これは,英文契約書で使用される場合,通常,「本契約に違反することなく」という意味で使用されます。
英文契約書を作成・修正する際に,当事者がある事項について責任を負わないという免責条項を入れる場合があります。
こうした免責条項と一緒に,このWithout violation of this Agreementが使われることがあります。
文字どおり,「本契約に違反することなく」という意味ですので,「本契約に違反することなく…することができる」などと英文契約書では使用されます。
このWithout violation of this Agreementが登場した場合,通常,契約違反や何らかの法的責任を負わされるような行為にもかかわらず,その行為をしても契約違反とはならない,責任は負わないなどの内容になっている可能性があります。
したがって,Without violation of this Agreementを含んだ条項により免責される当事者の相手方には,不利益が大きい可能性があります。

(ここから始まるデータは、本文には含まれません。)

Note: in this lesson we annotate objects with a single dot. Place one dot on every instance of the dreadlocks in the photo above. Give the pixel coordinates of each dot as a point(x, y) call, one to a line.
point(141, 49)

英文契約書を相手方が作成したときや,自社で英文契約書作成したとしても,相手方がレビュー・チェック・修正するとき際に,本来契約違反になる内容を違反にならないとしてきたり,本来責任を生じる行為について免責されると規定してきたりすることがあります。
このような場合,かなりイレギュラーな内容になっていますので,意味を取り違えたり,詳細な内容が理解できなかったりということが起こります。
このように,英文契約書を作成,チェック(レビュー/審査),翻訳(英訳/和訳),修正する際に,一見して意味がわからない,本当にこういう解釈で良いのかと迷った場合は,必ず,他の人に相談することが大切です。
同じ部署内に相談できる人がいなければ,他部署の人に,それでも不安であれば,顧問弁護士などの外部の専門家に相談することです。
Without violation of this Agreementという表現をわざわざするということは,本来は重大な契約違反になるべき行為や,大きな責任を生じる行為を,契約違反ではなく免責になるという,いわば逆説的な内容になっている可能性があります。
わざわざ,本契約に違反することがないということをいうということは,本来であれば,その行為は契約違反になるべき行為だということが背景にあることが多いのです。
そのため,免責の利益を受ける側に極めて有利で,免責により不利益を受ける側に極めて不利という内容になっている可能性があります。
表現も二重否定などがなされていると,内容も強烈なだけに,意味の取り違えなどが起こりえますので,自分だけで判断しないことが非常に重要です。
経験が豊富な担当者の方ですと,あまりに一方の当事者に有利過ぎる内容は,相手の承諾が得られないか,裁判所などの判断により修正を受けるため,契約書には定められないはずだなど,経験によるある種の「思い込み」により意味を取り違える危険性もあるでしょう。
このような免責規定について意味を取り違えると,根本的な問題に発展する可能性がありますので,十分に警戒する必要があります。